Differences between competition for acclaim and competition for attention do not necessarily correspond to differences between performance and symbolic artifact. Twenty-first century playwrights compete to attract attention (attendees) to their plays, just as sporting teams compete for spectators to their matches. In contrast, journalists at elite, late-twentieth-century U.S. newspapers competed with each other to win acclaim, such as Pulitzer Prizes, for news reports that had little effect on their newspapers’ circulation or readership. Academics have competed with each other to place their scholarly articles in a small number of prestigious journals with relatively fixed circulation. That’s also competition for acclaim. More generally, the public for a symbolic performance is not necessarily fixed. Within a temporal framework encompassing more than just a single of many possible performance times, the size of the public for performance can be highly elastic. Performers can seek future audiences. On the other hand, publics for symbolic artifacts can be institutionally established such that the public’s size is relatively stable and the number of works presented to them is tightly limited. Performance doesn’t imply competition for acclaim any more than symbolic artifacts imply competition for attention.

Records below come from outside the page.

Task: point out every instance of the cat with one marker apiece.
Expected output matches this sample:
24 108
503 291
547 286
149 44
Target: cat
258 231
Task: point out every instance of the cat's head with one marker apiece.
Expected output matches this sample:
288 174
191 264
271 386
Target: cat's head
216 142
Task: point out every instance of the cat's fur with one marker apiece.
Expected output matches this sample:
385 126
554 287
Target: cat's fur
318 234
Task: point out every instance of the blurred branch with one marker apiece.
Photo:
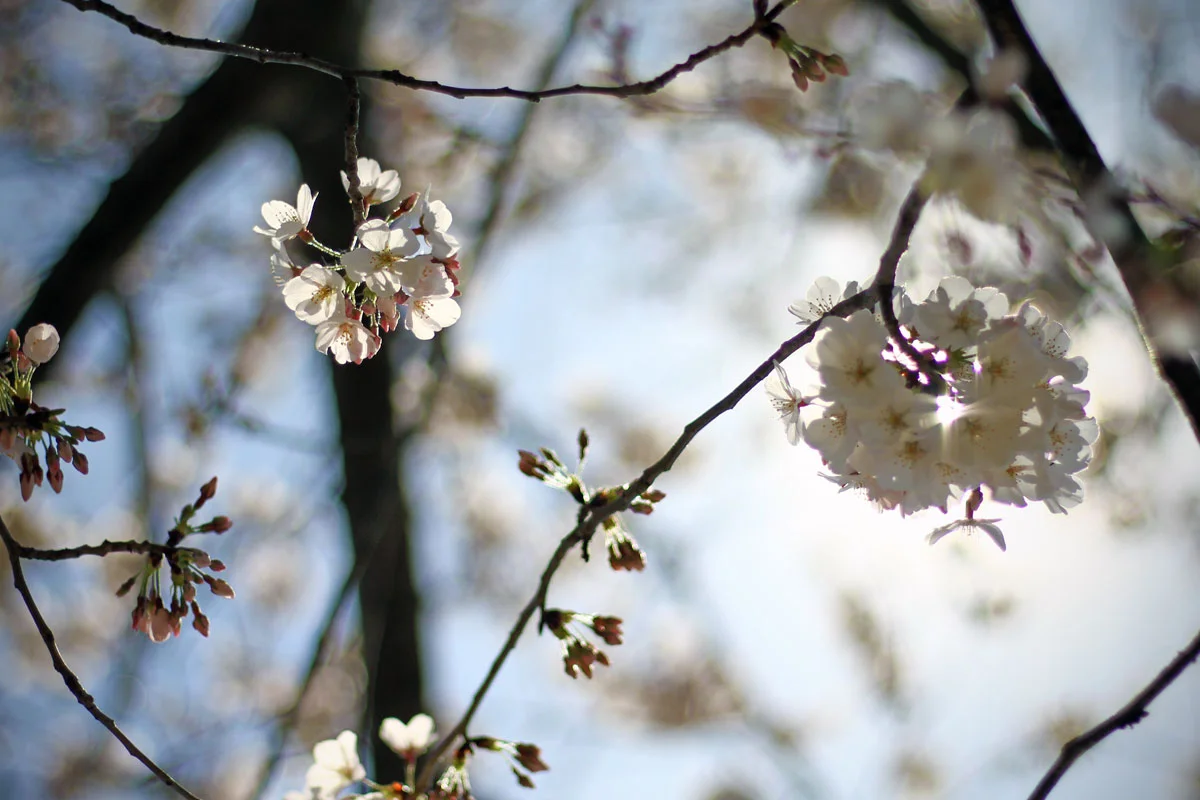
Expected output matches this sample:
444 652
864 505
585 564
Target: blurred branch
264 55
591 516
1133 713
1146 274
16 552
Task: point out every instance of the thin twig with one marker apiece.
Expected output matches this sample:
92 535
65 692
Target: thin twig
264 55
354 187
287 720
1133 713
105 548
73 685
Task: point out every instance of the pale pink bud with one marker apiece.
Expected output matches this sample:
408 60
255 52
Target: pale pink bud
41 343
220 588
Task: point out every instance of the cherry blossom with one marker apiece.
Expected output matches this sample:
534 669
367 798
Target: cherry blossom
427 316
336 765
376 186
825 294
787 402
408 740
347 340
287 221
987 525
315 295
383 259
1006 414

Differences in symbolic competition have real effects. Pragmatics emphasizes micro-circumstances of communicative acts. Analysis of genres emphasizes structural differences in communication types. Just as in relation to pragmatics and genre, persons shape their communication with sensitivity to macro-structures of symbolic competition. Competition for acclaim and competition for attention imply different personal standpoints, plot-character weightings, and emotional dynamics. Those differences in turn imply differences in accountability and different aggregate communicative effects.